Engineering a better way to eat
Virginia Tech researchers, along with collaborators at Cornell University, have created a new robot friendly utensil to assist individuals with limited mobility. The kiri-spoon – from “kirigami,” the Japanese art form of cutting paper – can both grasp like a fork and scoop like a spoon.
In the Cab lab right now, we're basically a human robot interaction collaboration lab. Specifically what we're working on is assistive feeding. There are almost 2 million Americans who need assistance every day when eating. Since the 1970s, companies have been trying to develop assistive eating devices. One of the main limitations is that they struggle to actually pick up the food robustly. Like, if it's just this exact type of food and just this exact place, sure they pick it up, but as you know, you eat all different types of foods, and they're mixed in different sizes. And so people often don't use the system for very long because they can't eat consistently. We thought instead of continuing to try and make the robot act like a human, is there any kind of adaptation we can add to the robot to make it easier? Made a spoon, and we're calling it cure spoon. It looks a lot like a normal spoon, but really what it is, it's a mechanical device that changes the curvature of the spoon. So in a relaxed state, it looks and behaves just like a normal spoon. But when we actuate it, pinches to hold food within the curry spoon. Throughout our process over the past year, we had two experimental phases, and both times we took our utensil to the Virginia home. They're actually leading the project. They're telling us I like this. I don't like that. Can you change it in this way? You know, we've been working with the stakeholders, these adults with mobility limitations to make sure we have a system built for them. But who's building it? We've got two undergraduate students. Both of which are mechanical engineering juniors, Casey and Brandon.

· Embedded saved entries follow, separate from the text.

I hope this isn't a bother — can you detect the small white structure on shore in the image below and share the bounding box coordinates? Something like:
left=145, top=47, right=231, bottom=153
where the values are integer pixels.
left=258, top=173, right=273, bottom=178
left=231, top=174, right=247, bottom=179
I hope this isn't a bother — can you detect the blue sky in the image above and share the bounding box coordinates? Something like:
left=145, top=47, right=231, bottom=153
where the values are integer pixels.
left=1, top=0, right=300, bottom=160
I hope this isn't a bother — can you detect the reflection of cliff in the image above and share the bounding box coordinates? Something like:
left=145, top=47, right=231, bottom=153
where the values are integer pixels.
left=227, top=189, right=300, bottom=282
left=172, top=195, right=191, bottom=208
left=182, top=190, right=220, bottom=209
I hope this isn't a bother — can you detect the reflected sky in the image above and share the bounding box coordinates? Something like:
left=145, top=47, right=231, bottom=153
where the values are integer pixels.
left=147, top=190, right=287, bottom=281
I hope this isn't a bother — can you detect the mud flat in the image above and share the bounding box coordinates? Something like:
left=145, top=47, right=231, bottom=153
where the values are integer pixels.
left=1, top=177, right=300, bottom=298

We've got one graduate student, Maya, who's been leading this project, and then a postdoctoral scholar, Haram, who's kind of helped me direct the team. So they've been involved in kind of the whole process of that design, manufacture and testing. You know, I think it really shows kind of what we're about as Virginia Tech mechanical engineers. It's engineering. It's the students, and it's also the stakeholders, the people that it's for.